Kassandra Christa Wolf

6. März 2017

Hat es 1982 jemand geglaubt, dass Troja untergehen wird? Dass die DDR untergehen wird? Dass Christa Wolfs Kassandra Prophetin in dieser Richtung ist, habe ich beim ersten Hören des Hörbuches nicht vernommen, ich fand diese eigentlich offensichtliche Deutung hier. Und sie war Prophetin der DDR, nicht des Westens.

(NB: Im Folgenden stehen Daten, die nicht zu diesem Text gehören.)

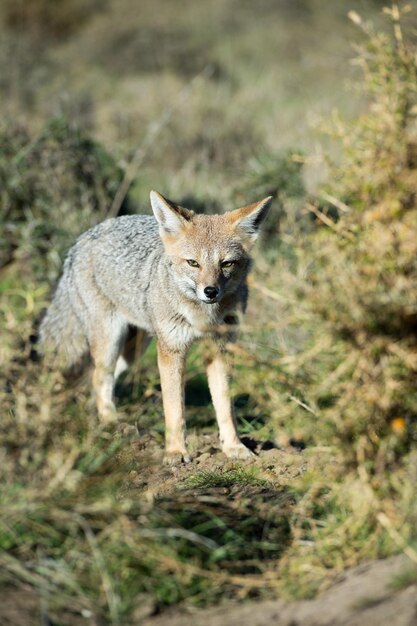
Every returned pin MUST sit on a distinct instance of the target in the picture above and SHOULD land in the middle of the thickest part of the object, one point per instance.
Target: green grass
(326, 357)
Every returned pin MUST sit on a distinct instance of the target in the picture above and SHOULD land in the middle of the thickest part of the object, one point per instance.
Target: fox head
(209, 254)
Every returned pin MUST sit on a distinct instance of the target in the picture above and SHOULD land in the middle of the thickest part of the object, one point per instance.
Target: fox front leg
(171, 369)
(217, 375)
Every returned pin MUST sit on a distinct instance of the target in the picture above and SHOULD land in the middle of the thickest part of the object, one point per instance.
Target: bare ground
(363, 596)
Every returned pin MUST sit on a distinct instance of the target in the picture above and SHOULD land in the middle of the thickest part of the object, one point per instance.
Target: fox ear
(249, 218)
(170, 216)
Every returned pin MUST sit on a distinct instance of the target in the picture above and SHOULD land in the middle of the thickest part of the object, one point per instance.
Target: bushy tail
(62, 339)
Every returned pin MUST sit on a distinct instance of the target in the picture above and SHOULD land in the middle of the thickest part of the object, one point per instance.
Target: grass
(326, 358)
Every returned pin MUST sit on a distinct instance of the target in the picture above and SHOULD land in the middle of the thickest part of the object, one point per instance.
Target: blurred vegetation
(326, 366)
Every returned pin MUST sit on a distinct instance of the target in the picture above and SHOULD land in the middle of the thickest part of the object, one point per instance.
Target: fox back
(177, 275)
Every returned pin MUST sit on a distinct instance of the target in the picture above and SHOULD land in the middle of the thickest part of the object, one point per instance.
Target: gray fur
(178, 277)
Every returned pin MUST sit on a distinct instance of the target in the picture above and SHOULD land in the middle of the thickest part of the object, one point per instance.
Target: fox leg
(135, 345)
(171, 369)
(106, 347)
(217, 375)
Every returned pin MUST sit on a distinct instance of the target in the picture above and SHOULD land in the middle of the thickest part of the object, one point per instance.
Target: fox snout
(210, 294)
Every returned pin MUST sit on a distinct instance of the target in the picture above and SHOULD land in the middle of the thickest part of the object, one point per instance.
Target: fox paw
(238, 451)
(176, 458)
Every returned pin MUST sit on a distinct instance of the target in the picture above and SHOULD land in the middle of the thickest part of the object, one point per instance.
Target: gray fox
(178, 277)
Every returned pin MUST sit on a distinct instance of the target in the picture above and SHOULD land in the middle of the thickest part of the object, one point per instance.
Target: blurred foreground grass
(327, 361)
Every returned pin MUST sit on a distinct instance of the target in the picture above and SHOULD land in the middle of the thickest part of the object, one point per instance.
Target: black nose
(211, 292)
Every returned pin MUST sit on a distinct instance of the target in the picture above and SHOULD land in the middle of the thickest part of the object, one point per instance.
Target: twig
(153, 131)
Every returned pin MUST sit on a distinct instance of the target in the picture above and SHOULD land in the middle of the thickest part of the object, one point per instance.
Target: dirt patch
(364, 596)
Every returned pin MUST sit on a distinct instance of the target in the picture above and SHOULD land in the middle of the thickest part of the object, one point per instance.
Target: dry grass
(326, 361)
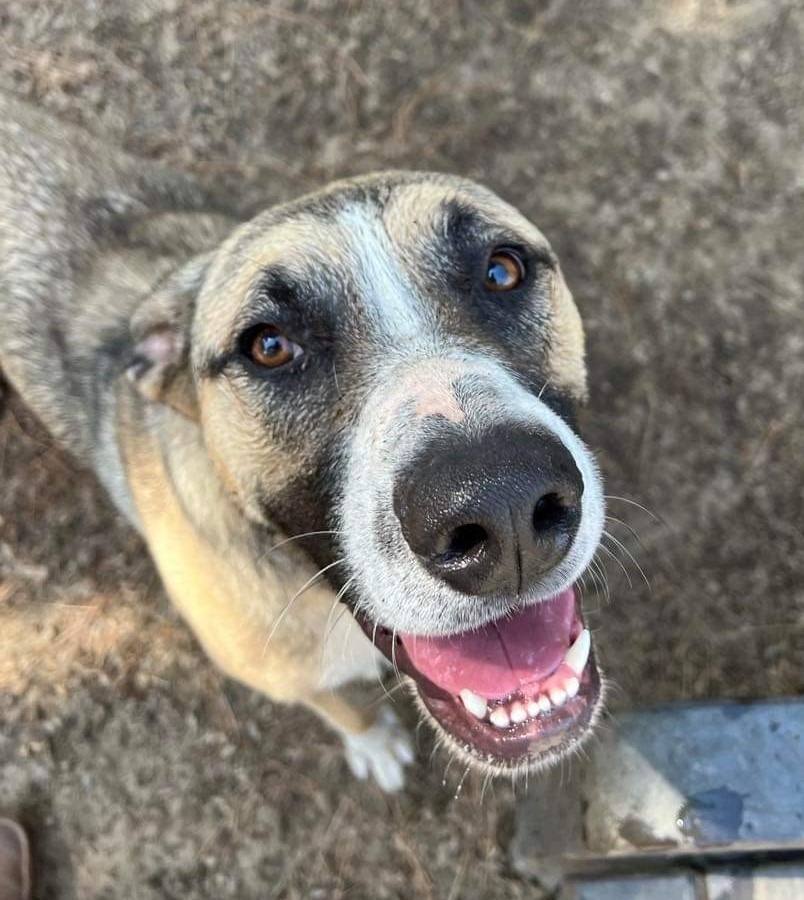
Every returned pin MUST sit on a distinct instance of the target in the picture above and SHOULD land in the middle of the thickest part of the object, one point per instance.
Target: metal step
(704, 801)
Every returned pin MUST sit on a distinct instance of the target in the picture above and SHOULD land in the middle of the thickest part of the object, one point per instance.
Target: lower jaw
(532, 744)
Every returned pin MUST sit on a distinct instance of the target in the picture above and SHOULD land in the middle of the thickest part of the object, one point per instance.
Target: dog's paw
(382, 752)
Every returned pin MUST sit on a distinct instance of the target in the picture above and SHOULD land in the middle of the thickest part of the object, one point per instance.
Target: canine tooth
(474, 703)
(578, 654)
(558, 697)
(518, 713)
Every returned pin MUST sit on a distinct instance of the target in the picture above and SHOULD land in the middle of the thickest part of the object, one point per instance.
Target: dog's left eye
(269, 348)
(505, 270)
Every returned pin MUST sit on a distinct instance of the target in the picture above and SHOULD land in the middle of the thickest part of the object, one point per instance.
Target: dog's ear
(160, 364)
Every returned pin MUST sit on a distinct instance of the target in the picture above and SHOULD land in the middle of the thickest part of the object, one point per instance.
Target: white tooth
(578, 654)
(476, 705)
(518, 713)
(557, 697)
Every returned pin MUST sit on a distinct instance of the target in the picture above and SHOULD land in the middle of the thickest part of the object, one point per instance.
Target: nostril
(463, 541)
(550, 513)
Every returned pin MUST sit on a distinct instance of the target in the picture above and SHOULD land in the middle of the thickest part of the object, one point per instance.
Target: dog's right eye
(268, 347)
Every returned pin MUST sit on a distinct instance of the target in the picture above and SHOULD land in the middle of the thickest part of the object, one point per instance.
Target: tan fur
(88, 237)
(236, 604)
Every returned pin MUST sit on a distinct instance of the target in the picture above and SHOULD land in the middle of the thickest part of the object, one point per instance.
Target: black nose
(491, 514)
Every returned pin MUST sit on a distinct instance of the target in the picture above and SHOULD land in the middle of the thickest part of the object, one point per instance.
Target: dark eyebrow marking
(467, 228)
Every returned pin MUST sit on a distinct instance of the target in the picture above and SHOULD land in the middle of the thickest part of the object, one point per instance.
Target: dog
(361, 400)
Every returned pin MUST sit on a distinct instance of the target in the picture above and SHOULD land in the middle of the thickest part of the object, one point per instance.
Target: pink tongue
(501, 657)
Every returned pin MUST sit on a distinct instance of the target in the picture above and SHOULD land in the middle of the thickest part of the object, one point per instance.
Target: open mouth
(522, 690)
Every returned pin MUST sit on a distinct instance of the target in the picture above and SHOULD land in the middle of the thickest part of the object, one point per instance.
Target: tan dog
(366, 395)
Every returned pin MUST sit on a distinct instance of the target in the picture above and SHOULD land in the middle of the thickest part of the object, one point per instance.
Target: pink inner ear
(160, 346)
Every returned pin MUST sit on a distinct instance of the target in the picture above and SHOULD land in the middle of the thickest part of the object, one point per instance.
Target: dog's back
(84, 232)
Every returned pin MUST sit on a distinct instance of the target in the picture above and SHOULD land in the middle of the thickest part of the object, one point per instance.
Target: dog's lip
(528, 743)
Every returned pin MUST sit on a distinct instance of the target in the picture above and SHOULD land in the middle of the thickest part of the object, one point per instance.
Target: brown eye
(269, 348)
(505, 271)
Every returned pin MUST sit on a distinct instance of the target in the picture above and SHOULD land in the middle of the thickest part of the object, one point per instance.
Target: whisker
(298, 537)
(638, 506)
(306, 586)
(630, 555)
(619, 563)
(393, 654)
(330, 628)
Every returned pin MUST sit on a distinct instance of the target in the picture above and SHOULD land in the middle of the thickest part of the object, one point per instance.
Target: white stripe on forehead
(389, 300)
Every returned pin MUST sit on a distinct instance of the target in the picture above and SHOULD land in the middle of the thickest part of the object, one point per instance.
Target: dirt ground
(660, 148)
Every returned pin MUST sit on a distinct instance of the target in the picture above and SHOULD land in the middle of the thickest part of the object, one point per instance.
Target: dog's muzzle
(490, 514)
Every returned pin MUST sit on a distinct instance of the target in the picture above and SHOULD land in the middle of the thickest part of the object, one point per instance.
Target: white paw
(382, 752)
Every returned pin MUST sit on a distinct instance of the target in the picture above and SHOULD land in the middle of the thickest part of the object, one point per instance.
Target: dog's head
(397, 361)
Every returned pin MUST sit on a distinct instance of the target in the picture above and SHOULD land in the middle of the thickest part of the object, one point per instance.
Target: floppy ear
(160, 364)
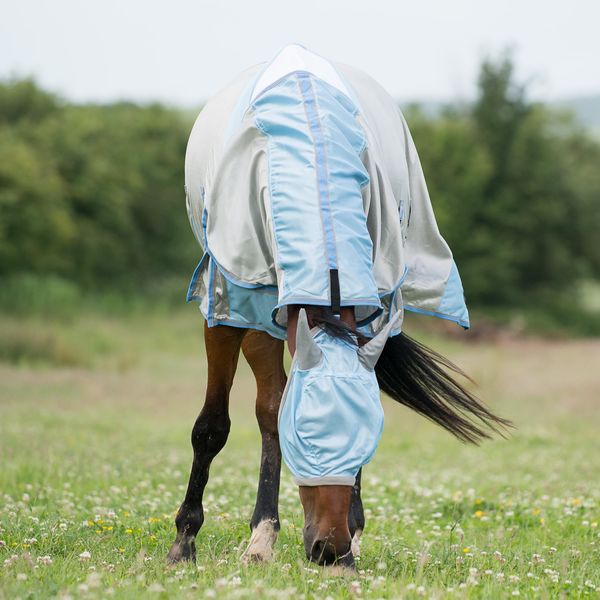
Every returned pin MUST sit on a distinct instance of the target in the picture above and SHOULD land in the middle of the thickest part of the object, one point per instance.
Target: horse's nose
(324, 552)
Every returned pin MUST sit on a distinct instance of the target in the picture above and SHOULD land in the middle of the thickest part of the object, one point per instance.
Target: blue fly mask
(331, 418)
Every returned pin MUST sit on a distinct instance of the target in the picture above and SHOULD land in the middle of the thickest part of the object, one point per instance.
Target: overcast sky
(183, 51)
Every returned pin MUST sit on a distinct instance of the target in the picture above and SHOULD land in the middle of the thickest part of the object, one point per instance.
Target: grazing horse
(306, 194)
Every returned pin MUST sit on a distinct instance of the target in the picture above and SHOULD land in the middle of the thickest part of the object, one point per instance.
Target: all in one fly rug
(304, 187)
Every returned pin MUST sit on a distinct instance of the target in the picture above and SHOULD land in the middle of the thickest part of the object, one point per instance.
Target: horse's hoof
(260, 548)
(182, 550)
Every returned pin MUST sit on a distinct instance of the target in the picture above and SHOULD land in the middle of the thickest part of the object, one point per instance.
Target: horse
(306, 194)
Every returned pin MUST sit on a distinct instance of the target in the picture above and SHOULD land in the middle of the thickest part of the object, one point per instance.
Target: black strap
(334, 287)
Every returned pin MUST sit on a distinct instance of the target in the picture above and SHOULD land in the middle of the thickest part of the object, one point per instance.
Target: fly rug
(305, 191)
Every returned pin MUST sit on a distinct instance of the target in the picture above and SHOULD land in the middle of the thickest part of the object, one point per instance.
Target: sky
(182, 52)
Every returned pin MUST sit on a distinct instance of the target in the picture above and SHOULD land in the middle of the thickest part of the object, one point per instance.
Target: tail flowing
(418, 377)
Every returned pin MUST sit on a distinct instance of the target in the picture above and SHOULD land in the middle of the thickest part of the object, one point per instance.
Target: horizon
(431, 52)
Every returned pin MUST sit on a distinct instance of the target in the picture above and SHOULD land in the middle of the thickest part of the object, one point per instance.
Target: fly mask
(331, 418)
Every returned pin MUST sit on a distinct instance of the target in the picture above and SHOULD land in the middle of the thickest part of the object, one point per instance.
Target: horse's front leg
(209, 434)
(265, 357)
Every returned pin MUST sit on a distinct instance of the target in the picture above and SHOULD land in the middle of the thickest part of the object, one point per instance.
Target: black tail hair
(418, 377)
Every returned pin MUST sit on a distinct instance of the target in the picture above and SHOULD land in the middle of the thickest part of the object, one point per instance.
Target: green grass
(95, 453)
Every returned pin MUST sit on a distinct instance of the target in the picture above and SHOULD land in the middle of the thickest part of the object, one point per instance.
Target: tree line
(93, 194)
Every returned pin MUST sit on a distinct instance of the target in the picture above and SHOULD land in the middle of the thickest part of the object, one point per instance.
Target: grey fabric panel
(234, 177)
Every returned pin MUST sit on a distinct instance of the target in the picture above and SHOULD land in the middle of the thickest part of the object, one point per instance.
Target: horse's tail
(418, 377)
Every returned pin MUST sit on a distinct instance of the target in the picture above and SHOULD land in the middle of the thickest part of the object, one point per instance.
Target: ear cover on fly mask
(331, 418)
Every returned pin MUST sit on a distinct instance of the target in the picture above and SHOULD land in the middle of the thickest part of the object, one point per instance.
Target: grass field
(95, 416)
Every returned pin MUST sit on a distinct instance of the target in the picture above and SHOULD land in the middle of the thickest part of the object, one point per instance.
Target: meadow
(95, 417)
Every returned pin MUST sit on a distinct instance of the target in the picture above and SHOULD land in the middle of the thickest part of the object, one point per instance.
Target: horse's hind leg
(356, 515)
(208, 435)
(265, 357)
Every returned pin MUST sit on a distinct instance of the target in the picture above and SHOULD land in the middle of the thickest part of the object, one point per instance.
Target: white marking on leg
(355, 545)
(260, 548)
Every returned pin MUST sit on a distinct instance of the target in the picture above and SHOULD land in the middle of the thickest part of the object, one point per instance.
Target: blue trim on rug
(314, 124)
(431, 313)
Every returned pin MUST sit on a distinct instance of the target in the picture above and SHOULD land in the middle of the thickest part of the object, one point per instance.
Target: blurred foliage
(92, 194)
(516, 189)
(91, 197)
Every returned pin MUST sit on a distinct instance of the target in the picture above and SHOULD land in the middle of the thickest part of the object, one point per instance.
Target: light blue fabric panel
(232, 304)
(331, 417)
(453, 305)
(315, 176)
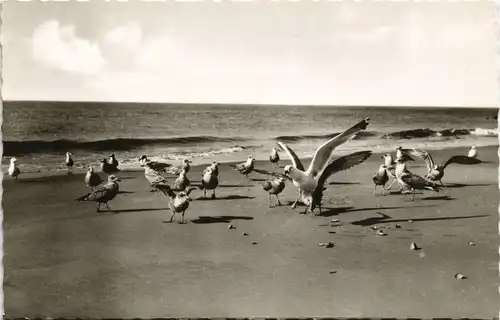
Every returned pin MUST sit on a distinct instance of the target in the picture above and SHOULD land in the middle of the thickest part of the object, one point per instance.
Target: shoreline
(34, 175)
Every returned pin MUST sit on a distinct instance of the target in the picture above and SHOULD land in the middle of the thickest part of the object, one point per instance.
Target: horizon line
(258, 104)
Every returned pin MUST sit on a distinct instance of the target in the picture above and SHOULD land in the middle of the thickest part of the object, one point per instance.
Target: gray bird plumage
(104, 193)
(209, 181)
(92, 179)
(178, 202)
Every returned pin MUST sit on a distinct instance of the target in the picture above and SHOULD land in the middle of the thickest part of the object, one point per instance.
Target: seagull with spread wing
(104, 193)
(155, 165)
(412, 181)
(307, 181)
(179, 202)
(435, 171)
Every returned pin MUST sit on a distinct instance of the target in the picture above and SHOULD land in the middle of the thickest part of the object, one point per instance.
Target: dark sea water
(39, 133)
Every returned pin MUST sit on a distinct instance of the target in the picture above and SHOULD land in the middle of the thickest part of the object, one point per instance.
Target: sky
(266, 52)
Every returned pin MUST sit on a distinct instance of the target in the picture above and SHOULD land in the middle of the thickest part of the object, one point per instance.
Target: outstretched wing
(96, 195)
(324, 152)
(274, 174)
(426, 156)
(188, 191)
(461, 160)
(343, 163)
(292, 155)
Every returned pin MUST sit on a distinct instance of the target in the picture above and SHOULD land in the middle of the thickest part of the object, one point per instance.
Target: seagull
(107, 167)
(104, 193)
(155, 165)
(412, 181)
(400, 152)
(275, 186)
(113, 161)
(92, 179)
(69, 162)
(14, 171)
(178, 202)
(307, 181)
(214, 167)
(153, 176)
(246, 167)
(176, 170)
(274, 157)
(182, 182)
(209, 181)
(380, 178)
(472, 152)
(339, 164)
(436, 172)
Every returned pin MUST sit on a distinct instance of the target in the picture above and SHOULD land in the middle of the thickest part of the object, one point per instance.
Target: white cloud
(59, 48)
(128, 36)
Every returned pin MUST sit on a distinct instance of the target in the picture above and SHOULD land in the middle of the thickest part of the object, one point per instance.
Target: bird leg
(294, 205)
(389, 188)
(279, 203)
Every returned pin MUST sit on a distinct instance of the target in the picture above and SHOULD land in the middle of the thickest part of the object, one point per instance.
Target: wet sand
(62, 259)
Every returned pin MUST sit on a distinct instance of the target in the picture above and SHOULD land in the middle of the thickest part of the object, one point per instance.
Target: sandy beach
(62, 259)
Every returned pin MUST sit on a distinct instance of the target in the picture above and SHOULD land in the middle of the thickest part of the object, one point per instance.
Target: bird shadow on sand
(337, 211)
(125, 192)
(462, 185)
(118, 211)
(387, 219)
(235, 185)
(219, 219)
(341, 183)
(235, 197)
(447, 198)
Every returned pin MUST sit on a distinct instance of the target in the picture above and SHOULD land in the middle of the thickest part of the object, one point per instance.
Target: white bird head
(113, 178)
(183, 195)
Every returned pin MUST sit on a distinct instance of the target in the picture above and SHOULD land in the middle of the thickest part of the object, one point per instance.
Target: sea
(39, 134)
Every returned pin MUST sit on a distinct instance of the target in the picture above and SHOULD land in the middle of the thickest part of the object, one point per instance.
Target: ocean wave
(425, 133)
(360, 135)
(13, 148)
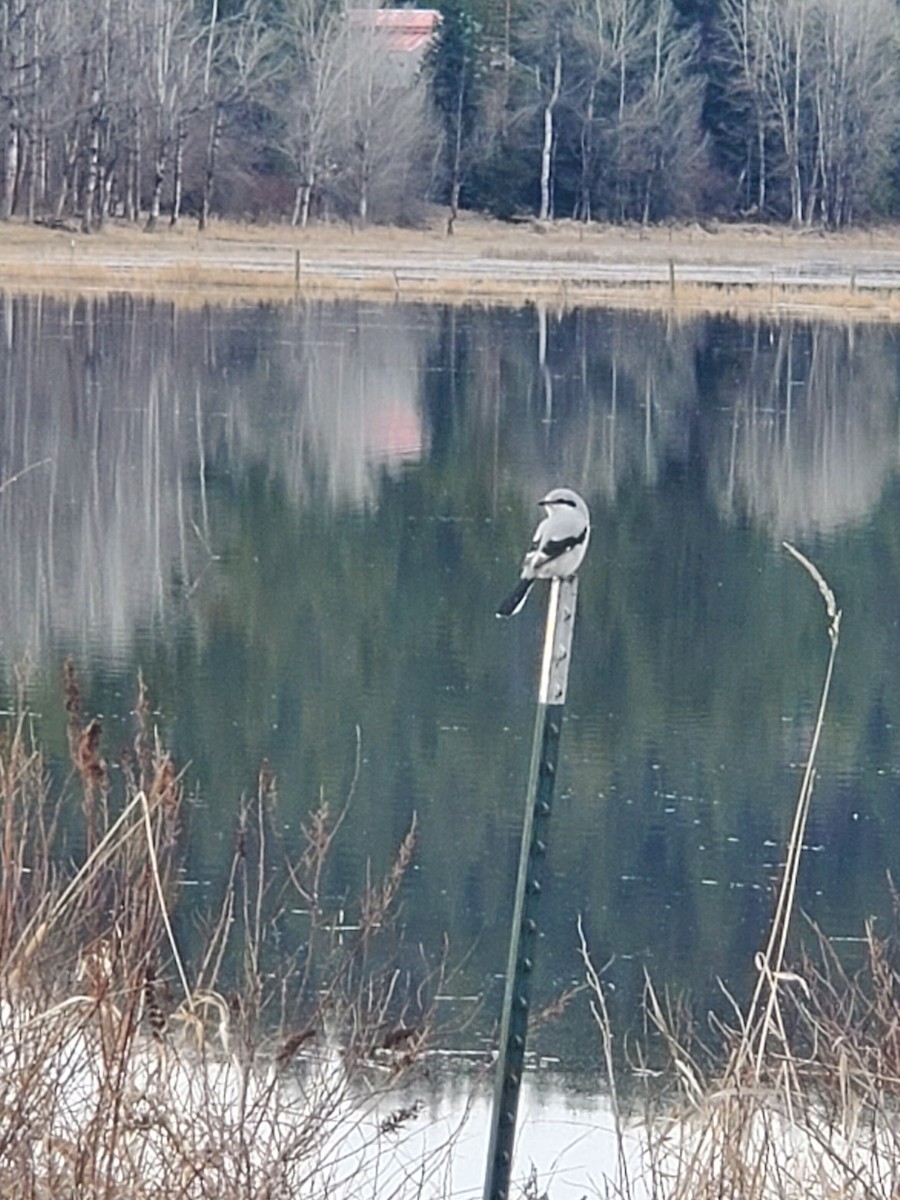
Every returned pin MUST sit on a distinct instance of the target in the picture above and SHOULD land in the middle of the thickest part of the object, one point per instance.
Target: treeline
(593, 109)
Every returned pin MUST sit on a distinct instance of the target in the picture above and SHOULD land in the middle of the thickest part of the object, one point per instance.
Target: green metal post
(523, 940)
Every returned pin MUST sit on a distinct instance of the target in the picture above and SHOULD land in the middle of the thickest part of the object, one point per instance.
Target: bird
(557, 549)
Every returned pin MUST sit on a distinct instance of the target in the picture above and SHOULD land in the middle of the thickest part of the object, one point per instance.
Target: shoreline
(685, 269)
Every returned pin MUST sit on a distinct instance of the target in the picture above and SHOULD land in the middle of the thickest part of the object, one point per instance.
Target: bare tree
(369, 120)
(822, 76)
(318, 65)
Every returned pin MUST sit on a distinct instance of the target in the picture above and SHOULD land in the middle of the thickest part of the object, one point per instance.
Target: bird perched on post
(558, 546)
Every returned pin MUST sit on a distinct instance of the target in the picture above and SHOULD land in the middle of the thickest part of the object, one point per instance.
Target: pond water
(297, 521)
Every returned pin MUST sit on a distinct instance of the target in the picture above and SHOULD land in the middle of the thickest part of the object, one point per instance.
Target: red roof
(406, 29)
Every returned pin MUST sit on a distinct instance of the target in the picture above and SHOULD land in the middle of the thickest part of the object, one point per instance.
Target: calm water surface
(297, 522)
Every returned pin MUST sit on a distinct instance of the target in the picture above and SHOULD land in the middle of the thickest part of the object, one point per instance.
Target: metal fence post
(520, 964)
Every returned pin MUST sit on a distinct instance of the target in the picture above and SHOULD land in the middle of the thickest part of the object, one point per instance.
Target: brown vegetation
(127, 1071)
(682, 269)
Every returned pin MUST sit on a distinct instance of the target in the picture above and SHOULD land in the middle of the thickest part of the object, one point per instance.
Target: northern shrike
(558, 546)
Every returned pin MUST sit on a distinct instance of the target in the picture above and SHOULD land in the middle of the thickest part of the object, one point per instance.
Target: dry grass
(678, 269)
(127, 1072)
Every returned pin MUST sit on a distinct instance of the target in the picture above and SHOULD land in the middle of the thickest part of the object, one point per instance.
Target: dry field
(684, 268)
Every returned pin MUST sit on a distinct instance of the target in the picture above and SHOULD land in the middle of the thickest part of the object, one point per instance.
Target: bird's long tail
(516, 598)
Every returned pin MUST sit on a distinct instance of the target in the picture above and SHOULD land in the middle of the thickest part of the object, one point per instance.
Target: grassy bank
(268, 1066)
(681, 269)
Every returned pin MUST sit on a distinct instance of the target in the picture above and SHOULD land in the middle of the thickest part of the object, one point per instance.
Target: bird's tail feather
(516, 598)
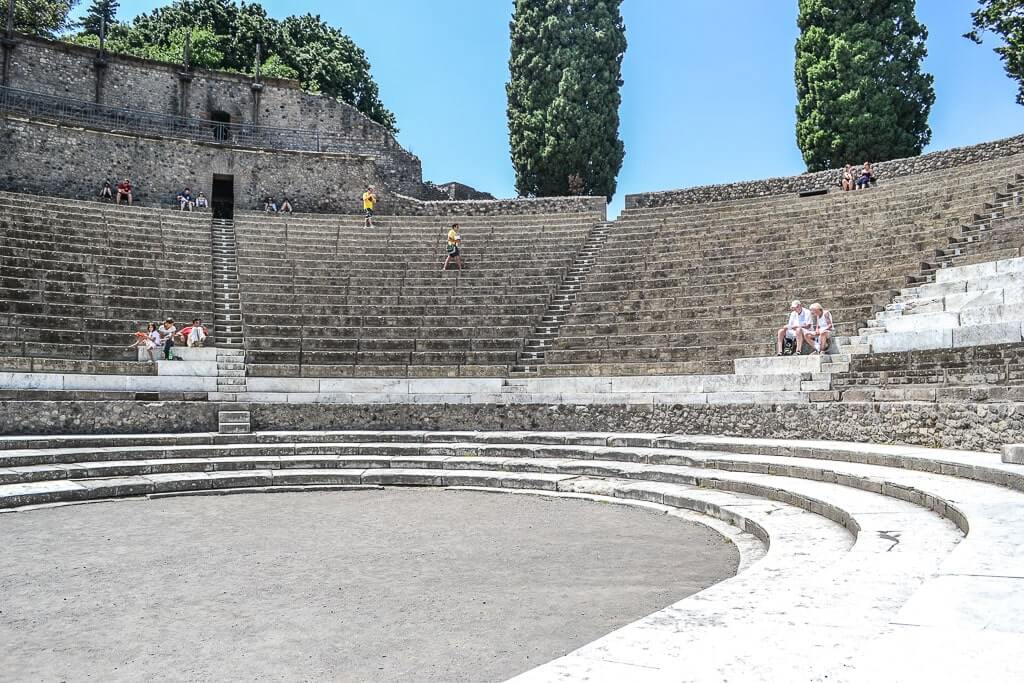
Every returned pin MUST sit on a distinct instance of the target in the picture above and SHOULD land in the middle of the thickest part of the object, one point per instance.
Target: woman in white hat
(821, 330)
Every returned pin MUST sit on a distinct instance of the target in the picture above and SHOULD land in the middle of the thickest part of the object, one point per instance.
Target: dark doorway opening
(221, 121)
(222, 196)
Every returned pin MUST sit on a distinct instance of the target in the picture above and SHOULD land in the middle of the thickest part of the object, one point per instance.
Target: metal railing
(114, 119)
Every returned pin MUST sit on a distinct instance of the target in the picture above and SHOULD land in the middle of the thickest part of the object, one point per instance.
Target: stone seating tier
(850, 553)
(73, 270)
(702, 284)
(330, 296)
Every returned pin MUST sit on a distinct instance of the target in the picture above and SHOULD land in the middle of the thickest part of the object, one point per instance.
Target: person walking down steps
(453, 248)
(167, 331)
(369, 202)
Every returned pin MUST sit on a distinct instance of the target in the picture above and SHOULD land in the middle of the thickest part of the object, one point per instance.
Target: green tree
(861, 93)
(42, 17)
(563, 95)
(323, 58)
(1006, 19)
(98, 12)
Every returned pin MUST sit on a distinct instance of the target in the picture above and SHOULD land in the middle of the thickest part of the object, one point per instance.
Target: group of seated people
(185, 200)
(165, 336)
(853, 179)
(124, 191)
(812, 326)
(270, 205)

Die zitierte Deutung von „angel“ scheint mir auch sonst recht präzise. Diese Frau hat in der DDR-Zeit das 1983 erschienene Buch wie eine Bibel gelesen. Da fand sie ihre Verzweiflung als DDR-Oppositionelle. Aber auch die Deutungen, die sie heute sieht, sind recht spannend:

Kassandra – obwohl leidend an der Willkür und Dummheit von Eumelos und Priamos – lehnt jedes Helden Tum ab. Helden aber sind gerade jene Menschen, die anspruchsvolle Ziele haben und diese beharrlich verfolgen.

Kassandra, könnte man wohl sagen, hat kein Ziel. Wohl aber hat die Kassandra der Christa Wolf Werte. Hoch angesetzte Werte, an die sie sich unerbittlich hält. Da gleicht sie Aineais. 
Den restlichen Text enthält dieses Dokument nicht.